Tout semble ici surgir d’une légende quand on sait que ce dragon est l’emblème de Draguignan et que l’on veut que sa bouche se loge en cet endroit, au faîte de ces collines escarpées. Et que de là, il cracherait toutes ces eaux de pluie qui dévaleraient jusqu’à la ville au risque de la détruire. Car le monstre est hybride, parfois de feu ou bien issu de la terre ou de l’eau. Ici les éléments primitifs ravivent la flamme des sens dans la magie des vignobles et du vin.
L’ouïe appartient à cet univers sensible qu’on se surprend à découvrir en ce lieu. Elle en façonne l’essence même quand la musique s’intègre à la fabrication du vin et résonne au cœur des peintures qui ornent la cave. Depuis l’acquisition de ce domaine, il y a 9 ans, son propriétaire, Mir Nezam, développe des Côtes de Provence en privilégiant un vin rouge qui, pour la première fois cette année, prend naissance après avoir été élevé pendant deux années en barriques, bercé sous les sonorités constantes d’un concerto de violoncelles de Bach. Vendanges nocturnes et étincelles solaires se fondent de concert avec un raisin qui se liquéfie parmi les vibrations de la musique qui agissent sourdement sur les molécules du vin en train de s’épanouir.

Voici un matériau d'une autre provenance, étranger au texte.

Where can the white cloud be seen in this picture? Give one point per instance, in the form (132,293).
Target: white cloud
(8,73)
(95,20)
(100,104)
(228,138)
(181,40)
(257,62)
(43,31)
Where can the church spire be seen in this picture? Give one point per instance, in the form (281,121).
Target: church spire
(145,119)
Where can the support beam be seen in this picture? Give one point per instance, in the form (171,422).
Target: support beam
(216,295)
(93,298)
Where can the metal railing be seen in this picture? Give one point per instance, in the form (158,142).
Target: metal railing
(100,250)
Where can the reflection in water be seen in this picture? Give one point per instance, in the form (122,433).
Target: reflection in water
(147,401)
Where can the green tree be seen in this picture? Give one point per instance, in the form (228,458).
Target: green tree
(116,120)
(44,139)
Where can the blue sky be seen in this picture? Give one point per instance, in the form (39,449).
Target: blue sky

Les toiles de Chouette Nia semblent capter ces sonorités et les interprètent sous forme d’empreintes de brume ou de stries colorées pour des compositions abstraites au plus près de la nature. Tout palpite entre épaisseur et transparence comme un rappel de ce vin, de cette «Perle noire» toute en musique qui, pour la première fois, éclot sur ce terroir. Symphonie de couleurs et enchevêtrement délicat de courbes et de traits entre terre et ciel, toute la puissance d’un lieu, dans son humble sérénité, s’imprime entre art et vin, parmi les ondulations parfumées de la Provence.